Budding Chicago Cubs star Kris Bryant has been on a tear throughout spring training, but with the Cubbies potentially mulling the possibility of starting him in Triple-A, a battle is brewing between Bryant's agent and Cubs management.
According to Ken Rosenthal of FoxSports.com, the case in favor of not putting the power-hitting third baseman on the MLB roster right away is the fact that holding him back for 12 days will postpone free agency by one year.
While that approach would help Chicago financially, agent Scott Boras believes that sending his client down would wrong message to Cubs fans, per Rosenthal.
"Cubs ownership has a choice," Boras said. "Are they going to present to their market that they are trying to win? (Owner) Tom Ricketts said they were all about winning. When someone says it's the system, no, it's a choice—the choice of winning."
Boras even took his comments one step further in an interview with Bob Nightengale of USA Today as he pointed out the impact that keeping Bryant in the minors could have on baseball as a whole.
You are damaging the ethics and brand of Major League Baseball. Kris Bryant has extraordinary skills. Kris Bryant is a superstar. He has distinguished himself from all players at every level he's played. Everybody in baseball is saying he's a major-league player ready for the big leagues. I have players call me. Executives call me. The Cubs' people want him there. Everyone says, 'They cannot send this guy down.' It's too obvious.
Despite Boras' feelings on the matter, Cubs president Theo Epstein made it clear that Bryant's status will strictly be an organizational decision, according to Rosenthal.
Kris Bryant's development path has absolutely nothing to do with ownership, period. As with all our baseball decisions, I will determine where Kris begins the 2015 season after consulting with members of our baseball operations staff. Comments from agents, media members and anybody outside our organization will be ignored.
For some perspective on just how dominant Bryant has been throughout spring training, Jeff Passan of Yahoo!

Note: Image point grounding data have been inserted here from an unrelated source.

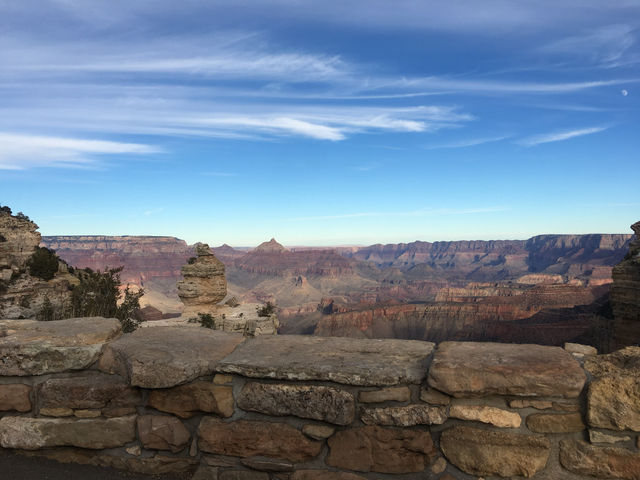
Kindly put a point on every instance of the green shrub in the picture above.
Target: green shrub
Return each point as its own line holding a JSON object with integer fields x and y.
{"x": 43, "y": 263}
{"x": 98, "y": 294}
{"x": 46, "y": 312}
{"x": 206, "y": 320}
{"x": 266, "y": 310}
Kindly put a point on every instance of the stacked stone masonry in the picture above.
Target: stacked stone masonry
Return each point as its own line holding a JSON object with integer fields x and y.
{"x": 221, "y": 406}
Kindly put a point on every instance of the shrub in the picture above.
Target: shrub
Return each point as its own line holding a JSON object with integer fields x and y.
{"x": 98, "y": 294}
{"x": 266, "y": 310}
{"x": 46, "y": 312}
{"x": 206, "y": 320}
{"x": 43, "y": 263}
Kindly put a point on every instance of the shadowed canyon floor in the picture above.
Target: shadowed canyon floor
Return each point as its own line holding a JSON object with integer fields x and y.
{"x": 548, "y": 289}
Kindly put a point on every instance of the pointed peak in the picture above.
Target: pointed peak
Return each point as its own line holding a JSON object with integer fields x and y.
{"x": 272, "y": 246}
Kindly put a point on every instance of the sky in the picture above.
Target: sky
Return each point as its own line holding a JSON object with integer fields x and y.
{"x": 321, "y": 123}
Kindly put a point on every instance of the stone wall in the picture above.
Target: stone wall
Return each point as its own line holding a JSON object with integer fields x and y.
{"x": 189, "y": 399}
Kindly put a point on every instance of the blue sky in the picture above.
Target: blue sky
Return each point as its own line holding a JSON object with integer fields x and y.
{"x": 321, "y": 123}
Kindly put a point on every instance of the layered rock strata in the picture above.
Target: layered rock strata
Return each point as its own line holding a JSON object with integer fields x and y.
{"x": 304, "y": 408}
{"x": 625, "y": 295}
{"x": 204, "y": 284}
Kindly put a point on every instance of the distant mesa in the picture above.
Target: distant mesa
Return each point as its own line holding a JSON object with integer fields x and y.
{"x": 272, "y": 246}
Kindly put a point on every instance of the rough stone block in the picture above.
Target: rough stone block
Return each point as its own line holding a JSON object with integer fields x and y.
{"x": 389, "y": 394}
{"x": 434, "y": 397}
{"x": 555, "y": 423}
{"x": 162, "y": 357}
{"x": 88, "y": 390}
{"x": 318, "y": 432}
{"x": 245, "y": 438}
{"x": 306, "y": 401}
{"x": 614, "y": 402}
{"x": 36, "y": 348}
{"x": 187, "y": 400}
{"x": 491, "y": 415}
{"x": 34, "y": 433}
{"x": 343, "y": 360}
{"x": 161, "y": 432}
{"x": 600, "y": 437}
{"x": 480, "y": 369}
{"x": 16, "y": 396}
{"x": 603, "y": 462}
{"x": 407, "y": 416}
{"x": 324, "y": 475}
{"x": 486, "y": 453}
{"x": 383, "y": 450}
{"x": 528, "y": 403}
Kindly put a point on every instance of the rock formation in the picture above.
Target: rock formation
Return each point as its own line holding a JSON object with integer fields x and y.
{"x": 21, "y": 294}
{"x": 204, "y": 284}
{"x": 625, "y": 295}
{"x": 149, "y": 262}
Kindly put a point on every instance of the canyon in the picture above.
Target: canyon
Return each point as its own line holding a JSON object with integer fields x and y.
{"x": 548, "y": 289}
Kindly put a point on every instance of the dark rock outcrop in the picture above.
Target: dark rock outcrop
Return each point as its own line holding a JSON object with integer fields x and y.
{"x": 625, "y": 295}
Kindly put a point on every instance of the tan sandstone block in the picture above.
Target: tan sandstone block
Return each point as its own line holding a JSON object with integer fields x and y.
{"x": 187, "y": 400}
{"x": 491, "y": 415}
{"x": 487, "y": 453}
{"x": 390, "y": 394}
{"x": 383, "y": 450}
{"x": 555, "y": 423}
{"x": 244, "y": 438}
{"x": 161, "y": 432}
{"x": 15, "y": 397}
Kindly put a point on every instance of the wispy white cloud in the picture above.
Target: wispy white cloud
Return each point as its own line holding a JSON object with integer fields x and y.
{"x": 467, "y": 143}
{"x": 20, "y": 152}
{"x": 153, "y": 211}
{"x": 408, "y": 213}
{"x": 219, "y": 174}
{"x": 560, "y": 136}
{"x": 605, "y": 45}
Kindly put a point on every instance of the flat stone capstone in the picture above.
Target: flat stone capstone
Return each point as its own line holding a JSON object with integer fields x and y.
{"x": 342, "y": 360}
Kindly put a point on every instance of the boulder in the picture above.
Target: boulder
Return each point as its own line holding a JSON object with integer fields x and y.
{"x": 35, "y": 433}
{"x": 407, "y": 416}
{"x": 488, "y": 453}
{"x": 614, "y": 394}
{"x": 306, "y": 401}
{"x": 343, "y": 360}
{"x": 603, "y": 462}
{"x": 162, "y": 357}
{"x": 15, "y": 396}
{"x": 244, "y": 438}
{"x": 161, "y": 432}
{"x": 35, "y": 348}
{"x": 481, "y": 369}
{"x": 379, "y": 449}
{"x": 187, "y": 400}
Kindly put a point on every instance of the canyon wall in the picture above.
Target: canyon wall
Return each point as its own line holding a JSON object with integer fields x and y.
{"x": 21, "y": 294}
{"x": 625, "y": 295}
{"x": 152, "y": 263}
{"x": 188, "y": 399}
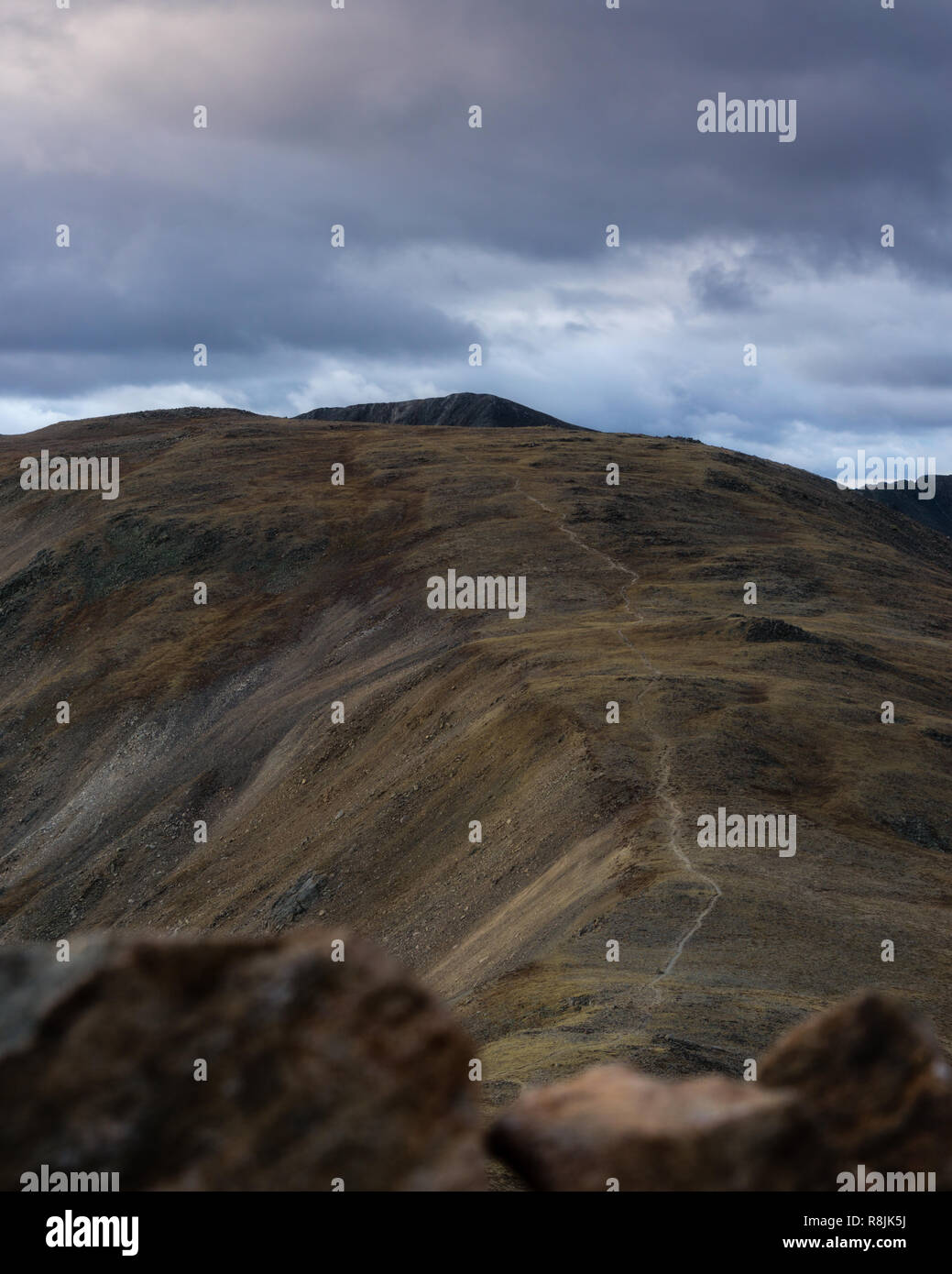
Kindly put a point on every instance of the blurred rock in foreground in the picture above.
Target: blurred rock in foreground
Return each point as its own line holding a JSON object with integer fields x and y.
{"x": 864, "y": 1083}
{"x": 316, "y": 1069}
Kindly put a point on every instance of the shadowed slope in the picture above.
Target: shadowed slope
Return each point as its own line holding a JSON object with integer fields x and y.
{"x": 318, "y": 594}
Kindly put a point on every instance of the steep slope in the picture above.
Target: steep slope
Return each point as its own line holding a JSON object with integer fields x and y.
{"x": 222, "y": 714}
{"x": 460, "y": 411}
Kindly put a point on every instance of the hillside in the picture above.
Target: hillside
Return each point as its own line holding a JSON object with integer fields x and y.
{"x": 456, "y": 411}
{"x": 316, "y": 594}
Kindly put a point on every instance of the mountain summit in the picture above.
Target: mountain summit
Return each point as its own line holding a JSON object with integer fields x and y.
{"x": 462, "y": 411}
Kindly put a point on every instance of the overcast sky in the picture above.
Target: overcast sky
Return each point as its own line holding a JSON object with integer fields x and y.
{"x": 496, "y": 236}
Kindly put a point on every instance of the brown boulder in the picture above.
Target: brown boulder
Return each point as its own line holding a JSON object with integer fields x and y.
{"x": 613, "y": 1124}
{"x": 872, "y": 1075}
{"x": 316, "y": 1069}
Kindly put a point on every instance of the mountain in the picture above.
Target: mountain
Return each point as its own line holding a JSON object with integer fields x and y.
{"x": 936, "y": 512}
{"x": 224, "y": 715}
{"x": 460, "y": 411}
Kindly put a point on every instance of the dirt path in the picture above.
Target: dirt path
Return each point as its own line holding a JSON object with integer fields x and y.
{"x": 675, "y": 813}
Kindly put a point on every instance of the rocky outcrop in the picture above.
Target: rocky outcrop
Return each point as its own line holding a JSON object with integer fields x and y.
{"x": 863, "y": 1084}
{"x": 234, "y": 1064}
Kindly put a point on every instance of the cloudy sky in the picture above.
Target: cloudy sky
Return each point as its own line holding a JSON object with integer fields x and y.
{"x": 454, "y": 235}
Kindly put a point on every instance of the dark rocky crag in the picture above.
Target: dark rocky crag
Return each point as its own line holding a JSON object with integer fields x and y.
{"x": 460, "y": 411}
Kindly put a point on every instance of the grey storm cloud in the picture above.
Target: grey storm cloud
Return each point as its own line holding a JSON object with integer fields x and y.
{"x": 493, "y": 235}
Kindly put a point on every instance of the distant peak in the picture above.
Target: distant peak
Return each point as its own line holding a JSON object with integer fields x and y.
{"x": 460, "y": 411}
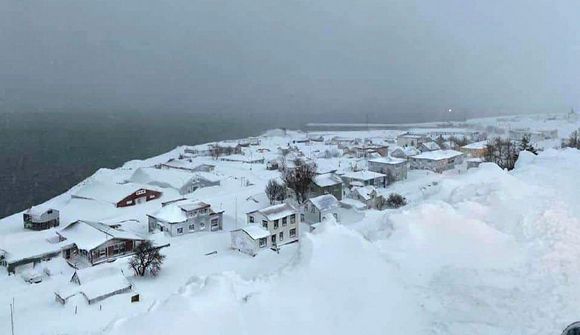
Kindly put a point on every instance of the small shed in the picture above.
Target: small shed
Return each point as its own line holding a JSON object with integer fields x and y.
{"x": 250, "y": 239}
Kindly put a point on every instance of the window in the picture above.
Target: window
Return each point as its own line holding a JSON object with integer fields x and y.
{"x": 263, "y": 242}
{"x": 215, "y": 224}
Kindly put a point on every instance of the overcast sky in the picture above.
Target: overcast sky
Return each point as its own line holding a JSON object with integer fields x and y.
{"x": 311, "y": 56}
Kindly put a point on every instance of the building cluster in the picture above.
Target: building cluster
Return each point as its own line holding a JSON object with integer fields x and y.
{"x": 352, "y": 174}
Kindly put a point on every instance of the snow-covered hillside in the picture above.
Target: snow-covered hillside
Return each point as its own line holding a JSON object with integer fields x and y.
{"x": 478, "y": 251}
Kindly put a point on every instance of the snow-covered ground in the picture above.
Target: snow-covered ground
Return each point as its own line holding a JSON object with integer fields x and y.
{"x": 482, "y": 251}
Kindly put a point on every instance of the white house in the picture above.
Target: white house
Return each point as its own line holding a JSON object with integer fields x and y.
{"x": 180, "y": 180}
{"x": 364, "y": 178}
{"x": 119, "y": 195}
{"x": 366, "y": 195}
{"x": 40, "y": 218}
{"x": 315, "y": 209}
{"x": 429, "y": 146}
{"x": 184, "y": 217}
{"x": 394, "y": 168}
{"x": 413, "y": 140}
{"x": 250, "y": 239}
{"x": 404, "y": 152}
{"x": 436, "y": 161}
{"x": 281, "y": 221}
{"x": 95, "y": 284}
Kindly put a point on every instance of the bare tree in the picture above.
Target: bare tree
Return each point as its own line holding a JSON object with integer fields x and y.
{"x": 275, "y": 191}
{"x": 146, "y": 259}
{"x": 502, "y": 152}
{"x": 573, "y": 140}
{"x": 526, "y": 145}
{"x": 299, "y": 178}
{"x": 395, "y": 200}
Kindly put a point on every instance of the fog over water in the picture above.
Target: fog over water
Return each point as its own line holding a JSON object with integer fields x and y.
{"x": 87, "y": 84}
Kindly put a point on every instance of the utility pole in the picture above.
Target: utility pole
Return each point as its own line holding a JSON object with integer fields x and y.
{"x": 12, "y": 316}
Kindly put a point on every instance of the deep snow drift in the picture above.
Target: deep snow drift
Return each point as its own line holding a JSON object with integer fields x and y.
{"x": 491, "y": 253}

Sports points out that his six home runs are more than the Toronto Blue Jays have as a team:
Even Bryant's teammates are taking notice and being quite vocal about how good the 23-year-old phenom already is, per MLB.com's Richard Justice:
There is no question that the Cubs have a tough choice on their hands since they have to balance economics and the on-field product.
Bryant has superstar written all over him, so while having him start the season in the minors may not be a good look for the organization, it may ultimately prove to be the smartest business decision in terms of keeping him under team control for as long as possible.